5.3. Manage Services on YARN
Now, let’s see a few operations to manage services on Hadoop. For instance, here’s the command to check the node status:
yarn node -list
Similarly, we can list all running applications:
yarn application -list
Here’s how we can deploy a service:
yarn deploy service service_definition.json
Likewise, we can launch an already registered service:
yarn app -launch service_name
Then, we can start, stop, and destroy the service respectively:
yarn app -start service_name
yarn app -stop service_name
yarn app -destroy service_name
Also, there are useful YARN administrative commands like daemonlog to check the daemon log, nodemanager to start a node manager, proxyserver to start the web proxy server, and timelineserver to start the timeline server.
6. Hadoop Ecosystem
Hadoop stores and processes large datasets, and needs supporting tools for tasks like ingestion, analysis, and data extraction.
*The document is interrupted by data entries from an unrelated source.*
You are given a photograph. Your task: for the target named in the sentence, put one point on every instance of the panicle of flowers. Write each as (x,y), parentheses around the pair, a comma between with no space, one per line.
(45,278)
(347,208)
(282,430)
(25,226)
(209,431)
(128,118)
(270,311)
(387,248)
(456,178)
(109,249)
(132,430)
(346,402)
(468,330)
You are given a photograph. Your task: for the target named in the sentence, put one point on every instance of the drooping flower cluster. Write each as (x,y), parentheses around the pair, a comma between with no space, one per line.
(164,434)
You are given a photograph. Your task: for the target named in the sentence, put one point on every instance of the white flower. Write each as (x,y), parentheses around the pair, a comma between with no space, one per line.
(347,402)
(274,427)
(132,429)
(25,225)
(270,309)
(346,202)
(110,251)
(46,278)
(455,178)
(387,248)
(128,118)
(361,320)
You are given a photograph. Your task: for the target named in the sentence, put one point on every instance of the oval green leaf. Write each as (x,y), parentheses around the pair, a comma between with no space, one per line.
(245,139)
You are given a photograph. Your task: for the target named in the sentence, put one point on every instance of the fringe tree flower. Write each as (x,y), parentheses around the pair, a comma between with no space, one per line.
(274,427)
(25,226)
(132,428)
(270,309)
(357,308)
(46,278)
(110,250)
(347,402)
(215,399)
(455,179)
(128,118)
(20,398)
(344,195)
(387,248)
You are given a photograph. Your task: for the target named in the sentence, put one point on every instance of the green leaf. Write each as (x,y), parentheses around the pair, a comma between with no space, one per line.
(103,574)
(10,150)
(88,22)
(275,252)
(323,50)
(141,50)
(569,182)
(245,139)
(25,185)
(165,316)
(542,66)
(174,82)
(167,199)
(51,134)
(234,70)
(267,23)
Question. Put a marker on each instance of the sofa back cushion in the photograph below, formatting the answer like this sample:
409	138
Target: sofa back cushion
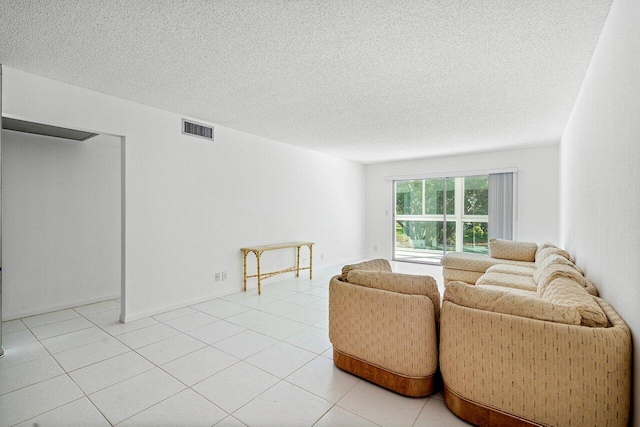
373	265
509	249
547	262
569	293
513	302
548	251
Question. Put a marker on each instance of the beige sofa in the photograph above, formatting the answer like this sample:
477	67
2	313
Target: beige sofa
539	349
384	327
519	265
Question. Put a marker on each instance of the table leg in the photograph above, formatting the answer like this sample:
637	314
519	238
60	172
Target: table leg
310	262
244	271
258	253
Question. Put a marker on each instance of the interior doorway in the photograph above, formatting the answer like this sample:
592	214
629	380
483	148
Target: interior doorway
63	206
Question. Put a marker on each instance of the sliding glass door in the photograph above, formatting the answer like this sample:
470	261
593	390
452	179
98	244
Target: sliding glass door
438	215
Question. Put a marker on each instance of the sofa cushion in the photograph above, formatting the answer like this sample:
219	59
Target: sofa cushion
567	292
509	249
544	253
408	284
544	245
555	271
509	302
545	263
508	280
373	265
467	262
512	269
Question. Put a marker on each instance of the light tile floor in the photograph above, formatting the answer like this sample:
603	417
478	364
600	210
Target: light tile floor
242	359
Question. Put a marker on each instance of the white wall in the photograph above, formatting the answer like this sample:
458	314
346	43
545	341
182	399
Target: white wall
600	172
191	204
62	222
537	192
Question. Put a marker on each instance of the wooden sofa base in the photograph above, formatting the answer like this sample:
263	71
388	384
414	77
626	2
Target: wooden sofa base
407	386
481	415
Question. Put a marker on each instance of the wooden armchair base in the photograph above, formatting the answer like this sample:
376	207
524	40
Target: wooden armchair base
407	386
479	415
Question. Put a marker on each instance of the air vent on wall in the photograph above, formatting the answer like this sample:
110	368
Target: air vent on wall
196	129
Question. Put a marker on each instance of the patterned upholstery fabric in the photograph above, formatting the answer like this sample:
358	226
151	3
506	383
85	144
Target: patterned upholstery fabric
476	262
552	250
555	271
549	373
408	284
522	303
511	269
451	274
374	264
508	280
544	246
390	330
509	249
570	293
549	260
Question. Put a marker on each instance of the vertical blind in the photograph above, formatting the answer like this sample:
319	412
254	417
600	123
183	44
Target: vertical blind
501	205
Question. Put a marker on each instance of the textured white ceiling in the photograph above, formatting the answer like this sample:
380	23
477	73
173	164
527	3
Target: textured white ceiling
369	81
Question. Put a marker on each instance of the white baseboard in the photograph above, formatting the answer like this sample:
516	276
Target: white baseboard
130	317
48	309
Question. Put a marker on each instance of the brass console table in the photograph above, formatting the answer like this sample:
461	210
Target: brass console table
258	250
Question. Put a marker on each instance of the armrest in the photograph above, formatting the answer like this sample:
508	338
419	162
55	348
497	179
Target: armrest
407	284
508	302
387	329
536	370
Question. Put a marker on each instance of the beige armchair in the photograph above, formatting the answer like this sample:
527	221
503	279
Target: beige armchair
384	327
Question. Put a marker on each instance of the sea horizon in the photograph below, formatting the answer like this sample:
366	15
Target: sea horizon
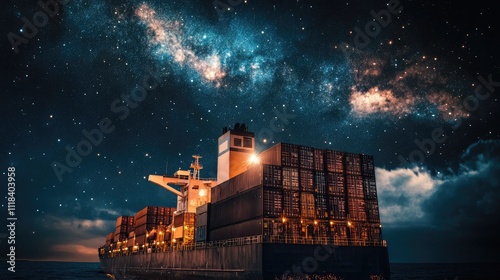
50	269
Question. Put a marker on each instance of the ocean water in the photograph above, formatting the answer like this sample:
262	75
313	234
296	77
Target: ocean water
448	271
54	270
79	271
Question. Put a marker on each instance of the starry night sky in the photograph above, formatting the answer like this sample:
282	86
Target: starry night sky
166	76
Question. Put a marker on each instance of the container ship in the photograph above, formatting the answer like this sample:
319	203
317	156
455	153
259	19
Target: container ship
290	212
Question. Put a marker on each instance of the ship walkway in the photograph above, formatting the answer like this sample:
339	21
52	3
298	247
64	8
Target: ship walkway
256	239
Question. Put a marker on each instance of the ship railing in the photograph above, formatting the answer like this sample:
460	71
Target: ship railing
255	239
323	240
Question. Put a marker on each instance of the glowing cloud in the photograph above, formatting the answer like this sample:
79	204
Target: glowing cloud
379	101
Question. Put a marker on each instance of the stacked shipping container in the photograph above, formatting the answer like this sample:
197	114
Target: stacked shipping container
149	218
124	225
328	191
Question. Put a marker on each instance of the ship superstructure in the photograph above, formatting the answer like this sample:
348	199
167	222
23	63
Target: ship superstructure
289	207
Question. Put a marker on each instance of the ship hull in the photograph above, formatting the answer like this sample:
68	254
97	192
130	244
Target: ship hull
253	261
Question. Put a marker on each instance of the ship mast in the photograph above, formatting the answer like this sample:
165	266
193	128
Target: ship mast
197	167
Let’s list down some important tools within the Hadoop ecosystem:
- Apache Ambari: a web-based cluster management tool that simplifies deployment, management, and monitoring of Hadoop clusters
- Apache HBase: a distributed, column-oriented database for real-time applications
- Apache Hive: a data warehouse infrastructure that allows SQL-like queries to manage and analyze large datasets
- Apache Pig: a high-level scripting language for easy implementation of data analysis tasks
- Apache Spark: a cluster computing framework for batch processing, streaming, and machine learning
- Apache ZooKeeper: a service that provides reliable, high-performance, and distributed coordination services for large-scale distributed systems
7. Conclusion
In this article, we explored Apache Hadoop, a framework offering scalable and efficient solutions for managing and processing Big Data – essential in today’s data-driven world.
We began by discussing its core components, including HDFS, YARN, and MapReduce, followed by the steps to set up a Hadoop cluster.
Lastly, we familiarized ourselves with basic operations within the framework, providing a solid foundation for further exploration.